A Few Favorite Things

Hilo native Crystalyn Costa Filipovich opens New York’s first Hawaiian Restaurant.

Images by Sarah Forbes Keough

If you can’t make the 5,000-mile trip home, then bring the islands to you.

That was Crystalyn Costa Filipovich’s reasoning behind opening Onomea, the only strictly Hawaiian restaurant in New York City. Homesickness was the inspiration. After hustling in New York for over four years in her early 20s, Crystalyn, who is now 25, was ready to move home.

“For New York to be the first place to move after living in Hilo, a small town, it was night and day,” she says. “I don’t know how many times I cried and called my parents being like, ‘Can you buy me a plane ticket home?’”

Greg Filipovich, a native New Yorker and her fiancé at the time, convinced her otherwise.

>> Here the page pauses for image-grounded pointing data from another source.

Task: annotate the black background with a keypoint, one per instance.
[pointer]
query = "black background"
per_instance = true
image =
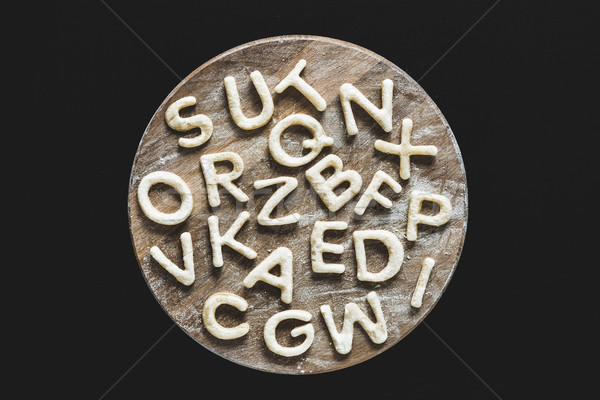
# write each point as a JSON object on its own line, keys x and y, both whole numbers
{"x": 518, "y": 91}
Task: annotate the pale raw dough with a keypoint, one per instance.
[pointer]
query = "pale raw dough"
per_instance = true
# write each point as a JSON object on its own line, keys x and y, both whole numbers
{"x": 173, "y": 180}
{"x": 212, "y": 179}
{"x": 289, "y": 184}
{"x": 320, "y": 140}
{"x": 233, "y": 98}
{"x": 405, "y": 149}
{"x": 372, "y": 192}
{"x": 175, "y": 121}
{"x": 308, "y": 330}
{"x": 395, "y": 255}
{"x": 283, "y": 257}
{"x": 210, "y": 322}
{"x": 417, "y": 298}
{"x": 324, "y": 187}
{"x": 415, "y": 217}
{"x": 293, "y": 79}
{"x": 217, "y": 241}
{"x": 186, "y": 275}
{"x": 382, "y": 115}
{"x": 342, "y": 341}
{"x": 318, "y": 247}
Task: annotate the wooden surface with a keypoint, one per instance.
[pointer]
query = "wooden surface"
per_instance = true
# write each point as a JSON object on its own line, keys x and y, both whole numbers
{"x": 330, "y": 64}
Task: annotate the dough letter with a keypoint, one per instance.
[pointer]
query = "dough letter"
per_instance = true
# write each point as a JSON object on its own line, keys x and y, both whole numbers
{"x": 233, "y": 98}
{"x": 289, "y": 184}
{"x": 405, "y": 149}
{"x": 318, "y": 247}
{"x": 395, "y": 255}
{"x": 342, "y": 341}
{"x": 213, "y": 179}
{"x": 382, "y": 115}
{"x": 293, "y": 79}
{"x": 320, "y": 140}
{"x": 210, "y": 322}
{"x": 324, "y": 187}
{"x": 168, "y": 178}
{"x": 308, "y": 330}
{"x": 217, "y": 241}
{"x": 185, "y": 276}
{"x": 417, "y": 299}
{"x": 282, "y": 257}
{"x": 414, "y": 212}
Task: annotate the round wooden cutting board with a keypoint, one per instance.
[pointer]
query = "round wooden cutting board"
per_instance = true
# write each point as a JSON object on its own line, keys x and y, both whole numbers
{"x": 330, "y": 63}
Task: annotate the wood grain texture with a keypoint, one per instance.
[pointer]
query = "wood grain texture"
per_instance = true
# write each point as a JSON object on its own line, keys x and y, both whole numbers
{"x": 330, "y": 64}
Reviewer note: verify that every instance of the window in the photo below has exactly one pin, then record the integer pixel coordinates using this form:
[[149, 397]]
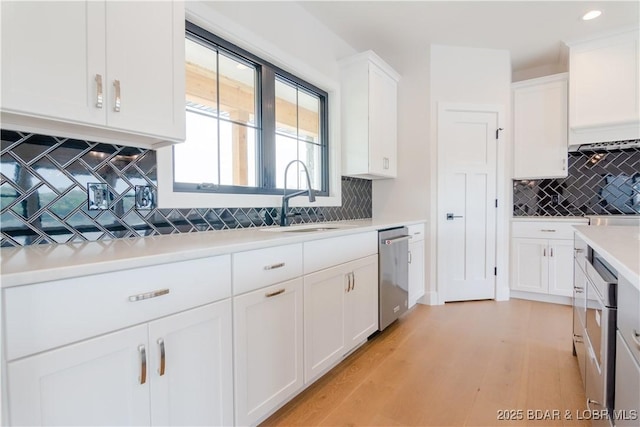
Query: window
[[246, 121]]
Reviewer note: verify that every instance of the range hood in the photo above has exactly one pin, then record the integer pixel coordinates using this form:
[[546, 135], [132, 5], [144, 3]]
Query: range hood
[[605, 146]]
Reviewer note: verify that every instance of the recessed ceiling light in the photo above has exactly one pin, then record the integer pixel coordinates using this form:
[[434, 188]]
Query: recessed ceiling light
[[592, 14]]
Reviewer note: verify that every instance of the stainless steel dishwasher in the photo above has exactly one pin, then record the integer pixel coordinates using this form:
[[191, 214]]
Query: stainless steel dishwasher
[[393, 274]]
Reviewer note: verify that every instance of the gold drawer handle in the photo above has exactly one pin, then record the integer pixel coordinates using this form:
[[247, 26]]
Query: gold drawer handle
[[274, 293], [148, 295], [274, 266]]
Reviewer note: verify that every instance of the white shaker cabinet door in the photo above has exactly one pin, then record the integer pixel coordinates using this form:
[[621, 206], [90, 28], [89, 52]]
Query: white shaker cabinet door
[[383, 123], [145, 58], [561, 267], [51, 55], [191, 367], [324, 319], [268, 349], [529, 265], [101, 381]]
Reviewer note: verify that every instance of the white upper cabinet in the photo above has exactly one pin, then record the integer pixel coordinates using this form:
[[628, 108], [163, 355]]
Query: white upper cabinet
[[604, 89], [110, 71], [369, 122], [540, 127]]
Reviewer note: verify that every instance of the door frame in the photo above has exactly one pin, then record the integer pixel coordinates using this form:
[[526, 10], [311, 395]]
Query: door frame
[[503, 194]]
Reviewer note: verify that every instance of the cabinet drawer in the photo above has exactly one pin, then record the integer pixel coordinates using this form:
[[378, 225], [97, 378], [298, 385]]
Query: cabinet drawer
[[325, 253], [50, 314], [416, 231], [544, 230], [629, 315], [263, 267]]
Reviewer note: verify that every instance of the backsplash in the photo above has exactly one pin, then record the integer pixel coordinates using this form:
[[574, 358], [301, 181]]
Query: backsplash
[[598, 183], [44, 187]]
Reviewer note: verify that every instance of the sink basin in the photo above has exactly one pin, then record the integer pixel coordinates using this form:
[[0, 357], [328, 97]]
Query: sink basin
[[303, 228]]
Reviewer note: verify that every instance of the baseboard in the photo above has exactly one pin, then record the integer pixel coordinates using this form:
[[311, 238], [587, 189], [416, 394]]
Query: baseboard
[[554, 299], [430, 298]]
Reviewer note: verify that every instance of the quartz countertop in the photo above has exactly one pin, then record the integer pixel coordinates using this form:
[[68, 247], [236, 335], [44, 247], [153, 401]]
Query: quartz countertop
[[618, 245], [41, 263]]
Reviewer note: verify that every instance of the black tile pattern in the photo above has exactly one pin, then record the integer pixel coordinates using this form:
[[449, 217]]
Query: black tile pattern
[[43, 189], [598, 183]]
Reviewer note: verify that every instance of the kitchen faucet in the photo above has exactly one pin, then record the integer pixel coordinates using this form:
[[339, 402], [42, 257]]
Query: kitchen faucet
[[286, 197]]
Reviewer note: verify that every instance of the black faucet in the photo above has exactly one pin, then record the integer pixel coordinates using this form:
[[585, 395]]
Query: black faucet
[[285, 197]]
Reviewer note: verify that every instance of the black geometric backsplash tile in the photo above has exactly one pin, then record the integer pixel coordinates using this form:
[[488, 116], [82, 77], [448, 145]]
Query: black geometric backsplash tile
[[598, 183], [44, 189]]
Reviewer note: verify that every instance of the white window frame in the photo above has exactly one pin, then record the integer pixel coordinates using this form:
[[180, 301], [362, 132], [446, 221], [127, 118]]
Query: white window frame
[[215, 23]]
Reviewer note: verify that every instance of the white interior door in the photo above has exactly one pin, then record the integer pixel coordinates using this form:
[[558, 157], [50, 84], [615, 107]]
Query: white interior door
[[467, 163]]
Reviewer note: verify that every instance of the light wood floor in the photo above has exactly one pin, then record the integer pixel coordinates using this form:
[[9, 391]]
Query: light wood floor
[[453, 365]]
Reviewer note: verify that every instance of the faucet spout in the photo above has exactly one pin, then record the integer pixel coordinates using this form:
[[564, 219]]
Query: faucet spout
[[285, 197]]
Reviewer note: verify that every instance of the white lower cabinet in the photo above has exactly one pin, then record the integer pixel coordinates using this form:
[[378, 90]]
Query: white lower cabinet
[[416, 263], [268, 349], [122, 378], [341, 311], [541, 265]]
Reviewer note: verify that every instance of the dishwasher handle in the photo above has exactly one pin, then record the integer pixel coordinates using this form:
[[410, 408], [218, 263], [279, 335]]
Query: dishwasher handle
[[396, 240]]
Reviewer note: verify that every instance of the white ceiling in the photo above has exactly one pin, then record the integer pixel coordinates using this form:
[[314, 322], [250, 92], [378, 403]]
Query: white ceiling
[[533, 31]]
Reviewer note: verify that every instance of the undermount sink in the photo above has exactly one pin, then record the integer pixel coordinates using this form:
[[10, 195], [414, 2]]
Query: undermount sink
[[303, 228]]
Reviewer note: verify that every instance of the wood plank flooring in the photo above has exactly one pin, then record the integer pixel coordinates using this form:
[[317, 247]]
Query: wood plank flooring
[[454, 365]]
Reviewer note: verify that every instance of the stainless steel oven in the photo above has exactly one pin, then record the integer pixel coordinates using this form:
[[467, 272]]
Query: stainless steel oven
[[600, 330]]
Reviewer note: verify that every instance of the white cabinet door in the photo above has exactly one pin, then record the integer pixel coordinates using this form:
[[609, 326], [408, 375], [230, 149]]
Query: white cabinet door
[[560, 258], [95, 382], [361, 304], [529, 265], [147, 59], [51, 55], [98, 69], [324, 319], [190, 360], [604, 104], [416, 272], [540, 127], [268, 349], [383, 118], [369, 117]]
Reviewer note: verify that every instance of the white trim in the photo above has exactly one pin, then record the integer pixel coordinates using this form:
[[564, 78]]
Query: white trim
[[212, 21], [548, 298]]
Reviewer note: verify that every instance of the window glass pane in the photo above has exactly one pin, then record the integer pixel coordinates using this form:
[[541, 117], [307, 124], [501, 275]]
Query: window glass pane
[[286, 109], [308, 117], [196, 160], [237, 155], [201, 81], [237, 90]]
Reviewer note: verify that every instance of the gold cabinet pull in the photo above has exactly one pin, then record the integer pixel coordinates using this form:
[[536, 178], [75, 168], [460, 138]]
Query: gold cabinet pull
[[116, 85], [143, 364], [162, 356], [274, 293]]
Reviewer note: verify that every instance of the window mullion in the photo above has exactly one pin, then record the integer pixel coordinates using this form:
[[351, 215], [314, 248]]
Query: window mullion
[[268, 138]]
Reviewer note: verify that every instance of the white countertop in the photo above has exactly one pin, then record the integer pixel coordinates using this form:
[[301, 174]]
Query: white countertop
[[618, 245], [41, 263]]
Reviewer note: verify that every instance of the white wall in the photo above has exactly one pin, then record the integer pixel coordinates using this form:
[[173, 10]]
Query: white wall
[[475, 76], [284, 28]]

Instead, he asked, why not channel the homesickness into a business? One that would bring the islands a little bit closer to New York?

The two are now business partners, and married. When I met them at the Brooklyn restaurant in January, the newlyweds recently returned from Hilo, where they got married at a sugar plantation with a view.

“Sorry we’re late!” Crystalyn calls out. “Still trying to adjust back to this weather.”

Inside, the 34-seat restaurant is cozy. Glossy pictures of beaches and lava reference the birthplace of menu items like shoyu chicken and spam musubi. But outside, snow thaws behind a landscape of corrugated graffiti.


Onomea opened in August 2013 with a name that roughly translates to “delicious things,” though for Crystalyn it means “the favorite place.” Here, humble Hawaiian staples are served up against the backdrop of a Williamsburg food scene fixated on reinvention and pizzazz. The restaurant has no chef. Although she hops behind the line when the kitchen is short-staffed, Crystalyn refers to herself as “a self-taught home cook gone restaurateur.” It’s in this same modest spirit that she has resisted revamping her grandmother’s recipes, which have been passed down for six generations. Growing up, family gatherings centered around grandma’s cooking.

“It’s what kept our family together,” Crystalyn says. “No one has a perfect family, but when there’s food around everyone’s happy.”

In the process of healing her own homesickness, Crystalyn has provided a space for others to deal with theirs. Through food, Hawai‘i émigrés are able to share their love for the islands with people who have no homegrown experience of slow-cooked kālua pig or Spam fried rice.

“You can see that pride,” she says. “Like, this is what I ate when I was growing up.”

Diners have traveled from as far as Connecticut to wrap their chopsticks around cubes of fresh pokē, and a group of regulars gathers every other week to talk story over food they grew up eating on the beach as music streams from a Big Island radio station. Crystalyn recounts one diner jumping out of his seat at the sight of loco moco on the menu.

Others note the taste of Aloha shoyu, which Crystalyn imports monthly by the crate. (The sign out front reads, “Shoyu a good time.”) Shipping costs more than the product itself, but it’s one of those things she can’t let go of. “I can taste the difference,” she says. “When you change things too much, you’re taking away the nostalgia that someone has for that flavor.”

It’s this quiet stubbornness and fighting spirit that landed Crystalyn on last year’s Zagat “30 Under 30” New York City list. It’s also how she met Greg, during her first weekend in New York City. The two had gathered at an acquaintance’s apartment to watch an Ultimate Fighting Championship bout.

“The fight was happening, and I was just sitting around being quiet because I didn’t know anybody,” she recalls.

Greg was commenting on the fight, using UFC jargon. Crystalyn eventually spoke up to correct him.

“That’s actually an Americana,” corrected Crystalyn, referring to the submission mount.

“Who are you?” he shot back.

The two made small talk, and later ended up grappling. “He put me in a triangle choke,” she says. “And I picked him up with my one arm, off the ground, to slam him.”

“She tried to slam me on my head,” says Greg, smiling. “And after that I was like, ‘I love her.’ I was chasing her around for weeks.”